Par Claude Monnier : 1944. Un espion nazi infiltré dans l’armée britannique, Henry Faber (Donald Sutherland), découvre le projet de débarquement en Normandie. Poursuivi par les services secrets, il prend la mer en pleine tempête et échoue sur une île isolée au large de l’Ecosse. Il est alors recueilli et soigné par Lucy (Kate Nelligan), une jeune femme délaissée par son mari handicapé et acariâtre (Christopher Cazenove). Malgré elle, Lucy tombe sous le charme d’Henry, dont elle ignore la terrible mission.

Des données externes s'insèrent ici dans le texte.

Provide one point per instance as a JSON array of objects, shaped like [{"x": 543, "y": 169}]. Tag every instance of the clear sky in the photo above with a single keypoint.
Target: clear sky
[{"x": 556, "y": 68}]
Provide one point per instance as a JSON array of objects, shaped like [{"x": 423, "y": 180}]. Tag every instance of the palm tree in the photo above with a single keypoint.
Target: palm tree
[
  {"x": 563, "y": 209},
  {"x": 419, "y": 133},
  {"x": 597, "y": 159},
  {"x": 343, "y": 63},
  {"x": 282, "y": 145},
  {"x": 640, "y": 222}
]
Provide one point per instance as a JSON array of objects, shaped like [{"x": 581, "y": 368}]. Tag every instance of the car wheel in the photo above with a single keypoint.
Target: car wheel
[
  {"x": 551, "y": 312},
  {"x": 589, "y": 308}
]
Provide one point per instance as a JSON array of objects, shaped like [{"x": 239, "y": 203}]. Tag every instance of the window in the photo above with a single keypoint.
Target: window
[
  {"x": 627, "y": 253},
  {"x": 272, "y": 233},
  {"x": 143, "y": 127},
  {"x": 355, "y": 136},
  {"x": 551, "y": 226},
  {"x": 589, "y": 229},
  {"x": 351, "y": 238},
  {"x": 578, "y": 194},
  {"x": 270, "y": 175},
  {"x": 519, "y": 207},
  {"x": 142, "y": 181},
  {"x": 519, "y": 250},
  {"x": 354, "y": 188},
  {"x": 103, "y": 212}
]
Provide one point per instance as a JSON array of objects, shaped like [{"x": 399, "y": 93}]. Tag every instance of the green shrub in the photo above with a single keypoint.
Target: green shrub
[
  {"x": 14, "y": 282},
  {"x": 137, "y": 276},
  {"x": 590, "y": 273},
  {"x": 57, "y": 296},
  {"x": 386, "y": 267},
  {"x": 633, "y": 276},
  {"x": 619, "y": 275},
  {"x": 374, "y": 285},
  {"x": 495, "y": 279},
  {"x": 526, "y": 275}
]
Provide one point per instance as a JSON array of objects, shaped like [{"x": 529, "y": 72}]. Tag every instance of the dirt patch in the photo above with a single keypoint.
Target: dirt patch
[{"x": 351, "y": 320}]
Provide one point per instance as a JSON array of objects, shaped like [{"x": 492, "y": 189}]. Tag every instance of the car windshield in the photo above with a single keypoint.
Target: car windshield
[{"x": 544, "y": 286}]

C’est en voyant L’Arme à l’œil que George Lucas eut l’idée d’engager Richard Marquand pour mettre en scène Le Retour du Jedi. Outre le cadre de la Seconde Guerre mondiale qui le passionne, Lucas avait été séduit par le montage dynamique du film et la capacité de Marquand à préserver l’intimisme au cœur de l’action. Dans L’Arme à l’œil en effet, le projet de Marquand est de transformer, voire de transcender son récit de guerre en drame passionnel. D’où son emploi du vétéran Miklos Rozsa pour la musique, celle-ci devenant de plus en plus romantique et exacerbée au cours du film. Le talent de Marquand est ici de mettre en symbiose l’intensité de la passion amoureuse et la violence de la nature environnante : vents dévastateurs, vagues fracassantes, rochers coupants. L’absence de transparences de studio, comme dans La Fille de Ryan de David Lean, oblige les acteurs à lutter contre les éléments… et à tout donner. Pensons à cette scène poignante où Kate Mulligan, superbe actrice, hurle son désespoir au milieu des rochers, malmenée comme eux par le ressac. L’écho stérile de son cri redouble la solitude et la nudité du paysage.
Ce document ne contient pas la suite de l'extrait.